„Nastrojowe studium psychologiczne". „Dramat samotności i bezradności dwojga ludzi niezdolnych do podjęcia próby wspólnego życia". Tak mówiono o filmie przed laty. Ale i dziś zdania te znakomicie oddają ekranową atmosferę.
„Ostatni dzień lata" to intymny koncert na dwoje aktorów – Irenę Laskowską i Jana Machulskiego oraz doskonale zgraną młodą (w czasie kręcenia) ekipę. Teraz taką produkcję nazwalibyśmy eksperymentalną, wręcz niezależną. Chociaż powstawała w okresie, gdy każde działanie podlegało czujnej politycznej obserwacji.
Przyjaciele – reżyser Tadeusz Konwicki i operator Jan Laskowski – postanowili zrealizować film niemal bez pieniędzy. Do projektu przekonali rodzeństwo Jana: Irenę i Jerzego, który pełnił funkcję kierownika produkcji, oraz młodziutkiego Jana Machulskiego.
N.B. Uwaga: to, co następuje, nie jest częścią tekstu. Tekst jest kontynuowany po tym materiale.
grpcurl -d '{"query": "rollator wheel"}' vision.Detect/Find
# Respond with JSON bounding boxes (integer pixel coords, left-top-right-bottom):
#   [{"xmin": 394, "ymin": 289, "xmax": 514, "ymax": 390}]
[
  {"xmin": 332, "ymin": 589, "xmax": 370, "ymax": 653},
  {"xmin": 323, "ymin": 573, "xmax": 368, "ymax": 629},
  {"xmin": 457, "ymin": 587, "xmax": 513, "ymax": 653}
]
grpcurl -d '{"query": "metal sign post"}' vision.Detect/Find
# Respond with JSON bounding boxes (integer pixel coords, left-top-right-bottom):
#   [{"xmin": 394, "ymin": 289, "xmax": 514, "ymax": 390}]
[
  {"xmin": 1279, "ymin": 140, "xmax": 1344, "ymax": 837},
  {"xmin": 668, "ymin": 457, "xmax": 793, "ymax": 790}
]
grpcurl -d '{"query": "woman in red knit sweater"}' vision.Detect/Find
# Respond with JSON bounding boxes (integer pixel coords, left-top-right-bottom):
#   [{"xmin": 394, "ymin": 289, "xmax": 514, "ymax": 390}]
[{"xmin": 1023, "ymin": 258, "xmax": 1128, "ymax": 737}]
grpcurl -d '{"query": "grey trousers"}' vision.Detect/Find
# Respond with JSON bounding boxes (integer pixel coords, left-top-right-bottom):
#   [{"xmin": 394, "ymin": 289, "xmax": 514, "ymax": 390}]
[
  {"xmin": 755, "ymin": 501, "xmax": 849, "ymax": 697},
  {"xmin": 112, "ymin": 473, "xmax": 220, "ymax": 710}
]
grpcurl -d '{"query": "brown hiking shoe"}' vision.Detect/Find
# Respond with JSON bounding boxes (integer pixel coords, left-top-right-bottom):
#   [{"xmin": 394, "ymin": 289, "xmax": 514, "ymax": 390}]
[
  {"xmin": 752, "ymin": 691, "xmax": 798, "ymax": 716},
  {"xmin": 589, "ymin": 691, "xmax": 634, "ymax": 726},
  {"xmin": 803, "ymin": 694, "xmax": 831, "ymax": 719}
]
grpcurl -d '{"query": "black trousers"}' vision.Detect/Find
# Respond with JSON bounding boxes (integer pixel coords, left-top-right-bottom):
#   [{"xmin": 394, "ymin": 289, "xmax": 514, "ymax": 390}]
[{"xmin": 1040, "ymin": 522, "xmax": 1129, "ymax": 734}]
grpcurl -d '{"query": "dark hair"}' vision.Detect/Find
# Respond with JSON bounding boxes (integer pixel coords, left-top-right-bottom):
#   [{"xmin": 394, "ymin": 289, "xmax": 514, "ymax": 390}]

Powstała prosta, a zarazem pulsująca podskórnymi emocjami historia. Oto chłopak spotyka na bezludnej plaży dojrzałą kobietę. Rozwijająca się powoli wzajemna fascynacja nie doprowadzi jednak do happy endu. Blokadą jest ciążące nad bohaterami piętno wojny i osobistych dramatów.
Współcześni młodzi ludzie znajdą w tej historii – ujętej w poruszające czarno-białe kadry – uniwersalną opowieść. O ludziach, którzy pomimo usilnych starań zejść się nie mogą.